Bpu10 I - CC↑TNAGC - GGANT↓CG

Activity in SEBuffers:

SEBuffer B       10 - 25%

SEBuffer G       25 - 50%

SEBuffer O       50 - 75%

SEBuffer W       50 - 75%

SEBuffer Y        25 - 50%

SEBuffer ROSE      100%

When using a buffer other than the optimal (suppied) SEBuffer, it may be necessary to add more enzyme to achieve complete digestion. 

Optimal temperature: 37°C

Storage conditions: 10 mM Tris-HCl (pH 7.5); 50 mM NaCl; 0.1 mM EDTA; 1 mM DTT; 50% glycerol.

Store: at -20°C

Ligation: After 5-fold overdigestion with enzyme 80% of the DNA fragments can be ligated. Of these 90% can be recut. In the presence of 10% PEG ligation is better.

Non-specific hydrolisis: No nonspecific activity was detected after incubation of 1 μg of Lambda DNA with 5 u.a. of enzyme for 1 hours at 37°C.

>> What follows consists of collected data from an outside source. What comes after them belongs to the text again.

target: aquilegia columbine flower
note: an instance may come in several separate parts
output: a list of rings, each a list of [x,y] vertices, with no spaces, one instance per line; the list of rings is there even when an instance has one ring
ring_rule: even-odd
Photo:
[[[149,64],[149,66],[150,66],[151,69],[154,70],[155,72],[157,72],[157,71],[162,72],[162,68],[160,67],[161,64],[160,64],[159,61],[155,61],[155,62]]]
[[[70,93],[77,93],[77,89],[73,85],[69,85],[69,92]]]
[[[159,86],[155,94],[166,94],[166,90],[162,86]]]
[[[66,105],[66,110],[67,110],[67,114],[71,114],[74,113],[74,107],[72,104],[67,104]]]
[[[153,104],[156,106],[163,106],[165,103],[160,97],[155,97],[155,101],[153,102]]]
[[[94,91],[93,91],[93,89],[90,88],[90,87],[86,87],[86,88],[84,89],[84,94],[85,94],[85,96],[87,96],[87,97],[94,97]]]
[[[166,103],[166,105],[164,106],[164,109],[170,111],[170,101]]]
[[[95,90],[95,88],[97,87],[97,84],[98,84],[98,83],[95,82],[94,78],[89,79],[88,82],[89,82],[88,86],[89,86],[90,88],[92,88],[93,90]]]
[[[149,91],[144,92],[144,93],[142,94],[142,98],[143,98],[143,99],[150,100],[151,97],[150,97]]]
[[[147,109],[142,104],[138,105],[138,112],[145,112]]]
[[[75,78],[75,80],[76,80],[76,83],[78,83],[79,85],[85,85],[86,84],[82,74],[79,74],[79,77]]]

Reagents Supplied with Enzyme: 10 X SE-buffer K

Methylation sensitivity: not tested

Inactivation: 20 minutes under 80°C

Notes: High enzyme concentration may result in star activity or incomplete DNA cleavage. We recommend increasing incubation time instead of using an excess of Bpu10I. The minimum number of units that resulted in complete digestion of 1 μg of substrate DNA in 16 hours is 0,5.